À court terme, Ondo et xStocks bénéficieront probablement d’un démarrage plus rapide. Plus proches des utilisateurs crypto, ils peuvent facilement générer une liquidité initiale via les portefeuilles numériques, les bourses centralisées et les applications blockchain. Pour les utilisateurs, ces produits répondent d’abord à la question fondamentale : « Puis-je accéder plus facilement aux actions américaines ? »
À long terme, cependant, les infrastructures réglementées telles que la NYSE ne pourront pas être ignorées.
Si la DTC, la NYSE, Securitize et les cadres réglementaires connexes parviennent progressivement à maturité, les titres numériques pourraient cesser d’être de simples expositions au cours sur chaîne pour devenir des actifs numériques pleinement reconnus par les marchés boursiers traditionnels.
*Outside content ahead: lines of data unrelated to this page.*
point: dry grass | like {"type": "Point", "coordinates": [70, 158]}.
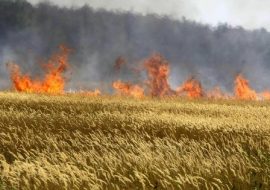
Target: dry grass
{"type": "Point", "coordinates": [78, 142]}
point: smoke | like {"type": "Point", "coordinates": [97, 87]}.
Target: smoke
{"type": "Point", "coordinates": [250, 14]}
{"type": "Point", "coordinates": [215, 55]}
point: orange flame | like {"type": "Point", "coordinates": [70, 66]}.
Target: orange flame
{"type": "Point", "coordinates": [158, 72]}
{"type": "Point", "coordinates": [96, 92]}
{"type": "Point", "coordinates": [128, 89]}
{"type": "Point", "coordinates": [53, 82]}
{"type": "Point", "coordinates": [242, 89]}
{"type": "Point", "coordinates": [192, 88]}
{"type": "Point", "coordinates": [216, 93]}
À ce stade, les projets blockchain ne devront plus se demander s’ils disposent ou non d’utilisateurs effectuant des transactions, mais plutôt s’ils sont capables de s’intégrer à des systèmes clairs d’enregistrement, de garde, de règlement et de validation des droits.
Ainsi, la tokenisation des actions américaines ne conduira probablement pas à un affrontement gagnant-perdant entre les approches crypto et celles de la finance traditionnelle (TradFi).
Le scénario le plus plausible est que, dans un premier temps, des projets comme Ondo et xStocks formeront les utilisateurs, généreront de la liquidité et développeront des cas d’usage ; tandis que, à long terme, des infrastructures traditionnelles telles que la NYSE et la DTC viendront combler les lacunes réglementaires, de règlement et de validation des droits.
Lorsque ce moment viendra, les projets crypto qui souhaiteront conserver une place centrale devront aller au-delà de la simple fourniture d’une interface frontale de négociation et nouer des liens plus profonds avec les infrastructures réglementées des marchés sous-jacents.
C’est ce qui définira la nature future de la concurrence dans le domaine des RWA.
Il ne s’agira plus simplement de transférer quelques actions sur chaîne, mais de trouver un équilibre optimal entre fluidité ouverte et infrastructure réglementée, afin de permettre aux actifs financiers traditionnels d’intégrer pleinement un marché numérique plus global et plus fiable.